GLAUBENSBEKENNTNIS: Einfach göttlich
REVOLUTION Viele Ostdeutsche führte der „Zeitenwechsel“ 1988/89 in die Kirchen. Manche blieben auch danach im Club
Nun sag, wie hast du’s mit der Religion? Mit dieser Frage marterte schon Gretchen ihren Geliebten. Auch heutzutage wird sie diskutiert, bevorzugt bei Kirchentagen. Und das ist auch gut so, wie unser ehemaliger Berliner Bürgermeister so treffend zu sagen wusste, wozu er angesichts des irischen Referendums erneut allen Grund gehabt hätte.
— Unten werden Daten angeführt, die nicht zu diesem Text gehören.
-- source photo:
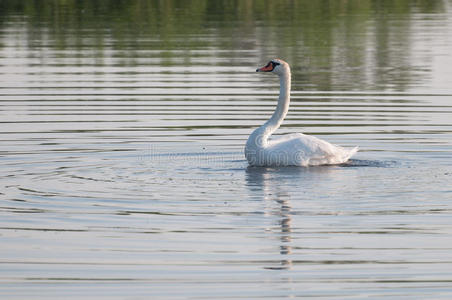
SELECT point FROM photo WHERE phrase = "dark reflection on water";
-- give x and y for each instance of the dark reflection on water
(331, 45)
(122, 127)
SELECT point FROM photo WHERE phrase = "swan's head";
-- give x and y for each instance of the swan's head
(277, 66)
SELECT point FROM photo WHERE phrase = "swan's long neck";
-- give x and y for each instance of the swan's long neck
(265, 131)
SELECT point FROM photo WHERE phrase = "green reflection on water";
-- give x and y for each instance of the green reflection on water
(331, 45)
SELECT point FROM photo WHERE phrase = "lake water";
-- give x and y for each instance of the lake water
(122, 131)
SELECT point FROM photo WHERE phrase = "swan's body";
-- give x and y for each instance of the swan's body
(293, 149)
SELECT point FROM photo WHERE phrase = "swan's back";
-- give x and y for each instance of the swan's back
(304, 150)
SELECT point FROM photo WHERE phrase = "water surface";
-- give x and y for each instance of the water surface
(122, 132)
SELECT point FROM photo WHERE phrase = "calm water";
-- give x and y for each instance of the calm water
(121, 157)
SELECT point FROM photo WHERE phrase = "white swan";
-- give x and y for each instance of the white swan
(293, 149)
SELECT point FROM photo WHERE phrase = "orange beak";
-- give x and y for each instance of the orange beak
(267, 68)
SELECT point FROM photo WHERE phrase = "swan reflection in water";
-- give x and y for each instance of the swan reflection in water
(272, 185)
(268, 181)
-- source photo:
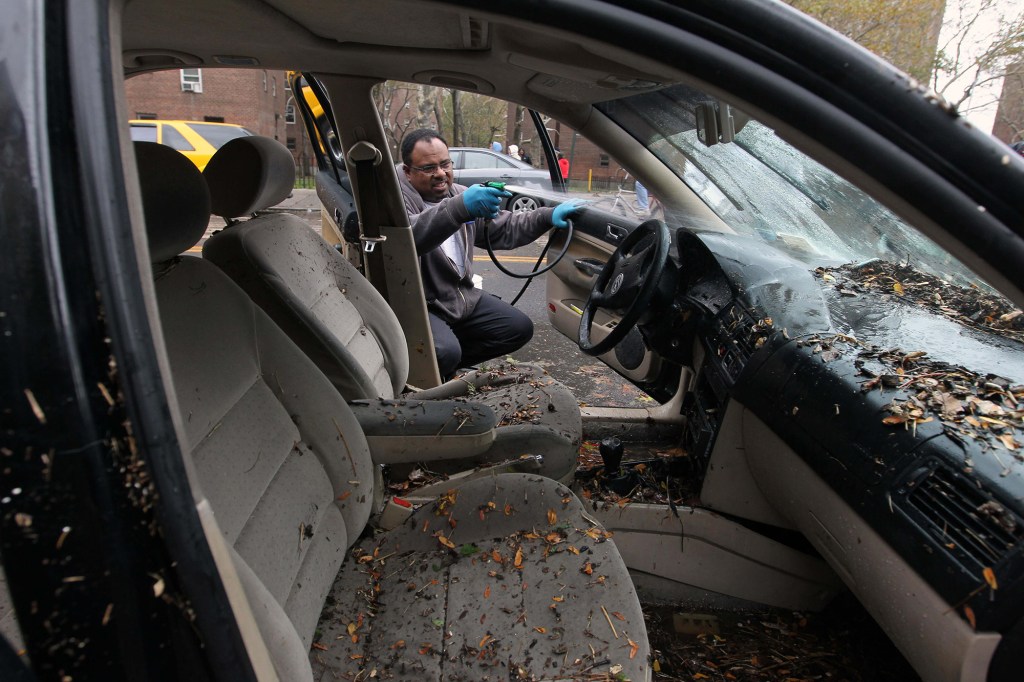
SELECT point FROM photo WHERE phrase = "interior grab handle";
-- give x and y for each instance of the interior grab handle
(615, 232)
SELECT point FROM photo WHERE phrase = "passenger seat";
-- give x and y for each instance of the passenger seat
(505, 577)
(346, 327)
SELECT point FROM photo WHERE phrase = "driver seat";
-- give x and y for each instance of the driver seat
(348, 330)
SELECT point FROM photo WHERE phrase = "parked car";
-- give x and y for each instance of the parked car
(474, 165)
(828, 318)
(198, 140)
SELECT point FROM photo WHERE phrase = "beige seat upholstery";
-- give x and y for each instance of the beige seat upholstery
(343, 324)
(503, 577)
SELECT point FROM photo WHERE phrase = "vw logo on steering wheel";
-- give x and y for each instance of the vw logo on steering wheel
(617, 283)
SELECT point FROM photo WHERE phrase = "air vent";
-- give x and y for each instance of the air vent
(966, 518)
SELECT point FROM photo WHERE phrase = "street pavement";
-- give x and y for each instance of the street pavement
(590, 380)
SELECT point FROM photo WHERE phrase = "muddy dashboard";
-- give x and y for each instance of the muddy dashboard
(909, 416)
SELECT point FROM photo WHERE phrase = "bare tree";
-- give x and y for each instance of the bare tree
(397, 104)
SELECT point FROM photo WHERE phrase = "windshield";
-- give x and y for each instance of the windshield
(762, 186)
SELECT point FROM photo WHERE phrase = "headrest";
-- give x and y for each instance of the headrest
(175, 200)
(249, 174)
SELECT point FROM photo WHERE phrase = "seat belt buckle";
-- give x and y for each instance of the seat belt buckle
(370, 243)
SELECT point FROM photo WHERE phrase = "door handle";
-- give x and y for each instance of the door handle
(615, 232)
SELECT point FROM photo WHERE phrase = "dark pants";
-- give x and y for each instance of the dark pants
(494, 329)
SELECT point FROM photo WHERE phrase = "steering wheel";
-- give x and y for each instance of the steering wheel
(627, 284)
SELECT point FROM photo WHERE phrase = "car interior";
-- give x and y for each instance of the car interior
(298, 372)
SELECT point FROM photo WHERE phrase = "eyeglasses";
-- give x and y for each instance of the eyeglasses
(432, 168)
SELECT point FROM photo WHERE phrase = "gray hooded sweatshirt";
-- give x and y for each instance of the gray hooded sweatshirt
(452, 296)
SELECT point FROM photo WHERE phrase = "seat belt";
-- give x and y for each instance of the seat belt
(367, 157)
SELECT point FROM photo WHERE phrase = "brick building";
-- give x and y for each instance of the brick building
(255, 98)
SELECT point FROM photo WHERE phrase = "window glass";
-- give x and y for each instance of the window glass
(218, 135)
(192, 80)
(143, 133)
(176, 140)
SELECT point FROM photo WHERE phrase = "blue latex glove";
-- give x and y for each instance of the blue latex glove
(483, 202)
(568, 209)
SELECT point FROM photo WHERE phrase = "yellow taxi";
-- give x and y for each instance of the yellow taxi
(197, 139)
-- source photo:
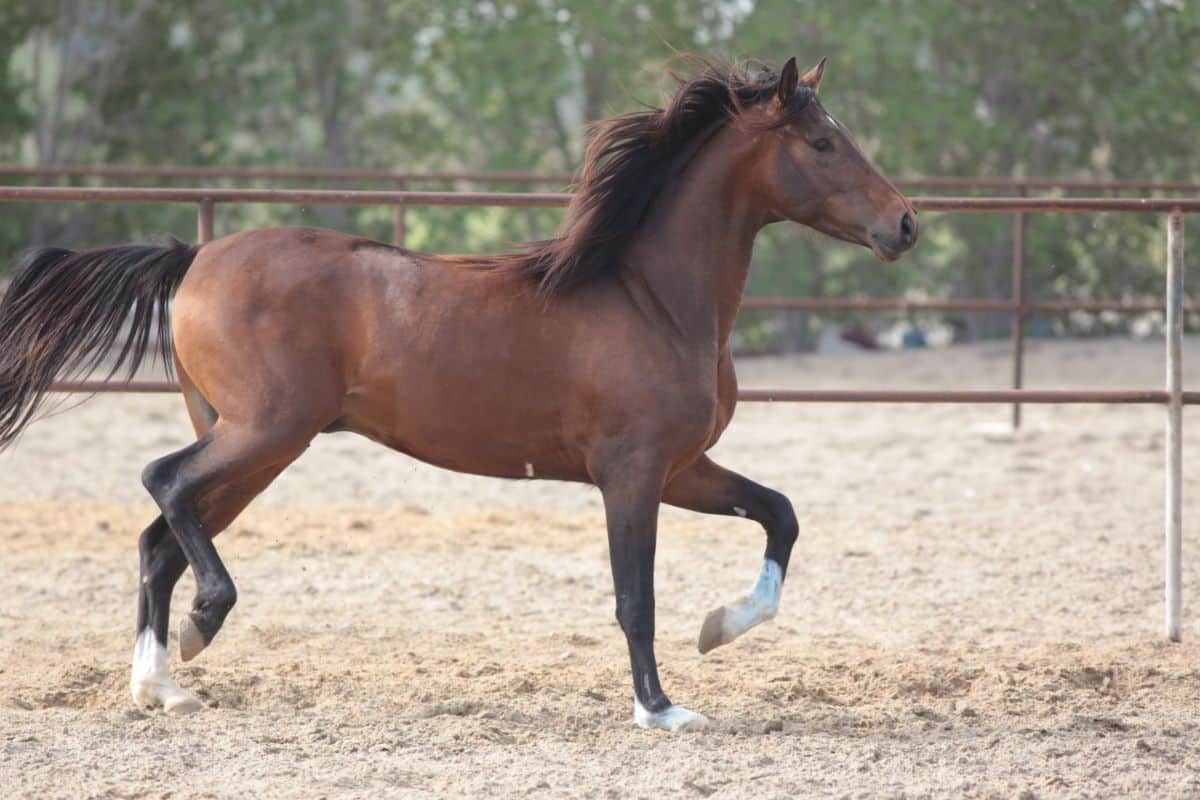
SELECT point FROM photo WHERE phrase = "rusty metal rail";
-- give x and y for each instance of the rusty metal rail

Aber zurück zur Frage, wie ich es damit halte. Wie noch vielen in diesem Lande wurde mir der Glaube nicht als Selbstverständnis meiner Eltern oder als traditionelle Dreingabe in die Wiege gelegt. Ich kam erst viel später dazu, als Erwachsene, in einer anderen Zeit und in einem anderen Land. Und doch war es jener „Zeitenwechsel“, der mich dazu brachte.
Viele von uns fanden sich 1988/89 in Kirchen wieder, dem „Basislager der Friedlichen Revolution“ wie der Bürgerrechtler Werner Schulz es ausdrückte. Kirche war immer ein Ort der Hoffnung. Hier wurde das bisher unerhörte Wort gesprochen, die eigene Meinung verkündet, auf mehr Demokratie gehofft und „keine Gewalt“ erbetet.
Ich weiß nicht, ob jemals zuvor oder danach so viele Nichtgläubige zu Andachten und Gebeten in deutsche Gotteshäuser geströmt sind. Auch nicht, auf wie viele diese Orte großer Gefühle nicht ohne Wirkung blieben. Der zur Staatsdoktrin erhobene Atheismus, der seinen eigenen Helden gottgleich huldigte, erfuhr hier die Probe aufs Exempel und versagte gegen die christliche Ermutigung vieler couragierte PfarrerInnen.
Ich bin mir dieses eigenen Zugangs zur Kirche bewusst. Ich verstehe besser als vor 20 Jahren das Bemühen, sich am ungefragt verpassten Glauben abzuarbeiten, anstatt festzustellen, damit nichts (mehr) anfangen zu können. Unverständlich bleibt der damit verbundene Widerspruch, zugleich mehr Toleranz für Menschen anderen Glaubens zu fordern.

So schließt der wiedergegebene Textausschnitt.